In a response to the questions asked by Prime Minister Gonsalves, Eustace, in a press statement issued the same day, said the accusation that Henley and Partners is financing the ‘No’ campaign “is an outright falsehood”.

“Henley and Partners does not finance the No campaign or the NDP or any other political campaign or party,” noted Eustace, stating that “we understanding that Henley & Partners will be immediately seeking legal advice on this matter as a consequence of the Prime Minister’s false allegations”.

In an exclusive interview from his London office, Nigel Oakes, the Chief Executive Officer of Strategic Communication Laboratories, has denied having any links to Henley and Partners.

Oakes called any such notion “ridiculous”.

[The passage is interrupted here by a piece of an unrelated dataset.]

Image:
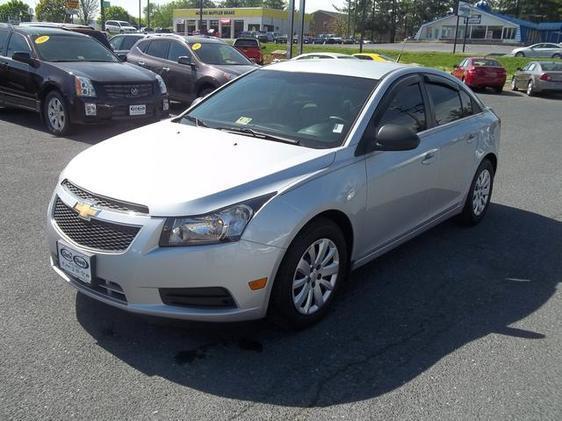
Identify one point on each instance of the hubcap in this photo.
(481, 193)
(55, 114)
(315, 277)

“I don’t know the name of those people you say. I don’t know who they are. I’ve never heard their name before. I don’t know what they do. They are certainly not affiliated to us…,” Oakes stated.

He added: “I don’t know if they are an elections company or what they are supposed to be. We’re not affiliated or associated with anybody with any name either like that. I don’t know what you are talking about.”

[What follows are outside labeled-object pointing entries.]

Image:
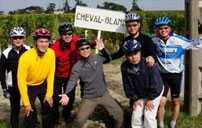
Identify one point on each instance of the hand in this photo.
(27, 110)
(64, 99)
(137, 103)
(99, 44)
(150, 61)
(149, 105)
(6, 94)
(49, 100)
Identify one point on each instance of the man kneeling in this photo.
(94, 92)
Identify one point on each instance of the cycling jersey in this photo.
(34, 70)
(9, 64)
(170, 54)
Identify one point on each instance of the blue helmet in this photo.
(132, 16)
(131, 45)
(162, 21)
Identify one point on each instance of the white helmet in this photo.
(132, 16)
(17, 31)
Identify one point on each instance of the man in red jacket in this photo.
(66, 57)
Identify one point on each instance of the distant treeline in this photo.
(51, 21)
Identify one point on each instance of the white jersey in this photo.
(170, 54)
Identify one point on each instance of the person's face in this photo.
(134, 57)
(18, 41)
(133, 27)
(42, 44)
(67, 36)
(85, 51)
(164, 31)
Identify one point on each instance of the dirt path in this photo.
(114, 81)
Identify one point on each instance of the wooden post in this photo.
(192, 102)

Oakes made these claims while responding to questions posed by Prime Minister Gonsalves.

“We are in no way connected with any organization that sells nationalities or passports,” said Oakes, claiming that his organization has been doing work in St.Vincent and the Grenadines for 12 years now and on no occasion had sold a Vincentian passport.

Prime Minister Gonsalves had called on both the NDP and the SCL to deny that Henley and Partners are not financing SCL or any aspect of the ‘No’ campaign.

He called on the NDP to tell Vincentians in the event that Henley and Partners are engaged in any financing of the ‘No’ campaign, whether they (the NDP) have promised for such financing, that if they return to office they would bring back the law economic citizenship programme.

“I want the question to be answered whether they are going to return this country to economic citizenship if in the unlikely chance they were to ever get back in office,” said Gonsalves.

At the time, Gonsalves also directed a question to Opposition Leader Arnhim Eustace pertaining to transparency on the issue of funding for Referendum campaigns.

He claimed that it is no secret that the state has been financing the ‘Yes’ campaign. Hence, he is calling on Eustace to declare how the ‘No’ campaign is funded.

“I would like Mr.Eustace further to answer this question why in the midst of this campaign he found it necessary two days ago to travel to St.Kitts and went to a hotel room in St.Kitts to have a meeting with a person or persons. Did this have anything to do with receipt of monies? Arrangement for monies?”

On Tuesday, August 14, 2001, the Gonsalves led administration scrapped this country’s economic citizenship programme when Parliament repealed sections of the Passport Act to end the programme.

It was introduced in 1996 to complement a raft of new laws to expand business in the offshore sector.

Persons were eligible to become a citizen of St.Vincent and the Grenadines under the honorary citizenship programme by paying US$55,000 with an additional US$5,000 for each dependent.

Last Tuesday, Gonsalves claimed that this was partly responsible for St.Vincent and the Grenadines being placed on the Financial Action Task Force black list.

At the time the Bill was repealed, Eustace expressed the view that government should have reviewed the programme, improving on aspects which were of concern to international governments and institutions rather than scrapping the programme.

That year, it was projected that the government earned EC$12 million from selling citizenships.

However, Gonsalves is of the view that a large proportion of persons who were expected to benefit from the programme are “rogues and vagabounds”.

“That is why Canada imposed on Dominica and Grenada a VISA requirement and would have done the same to St.Vincent and the Grenadines,” said Gonsalves, adding, it was good that SVG in 2001 by Act 24 of 2001 repealed the economic citizenship law.

The prime minister said his administration is fundamentally opposed to selling passports.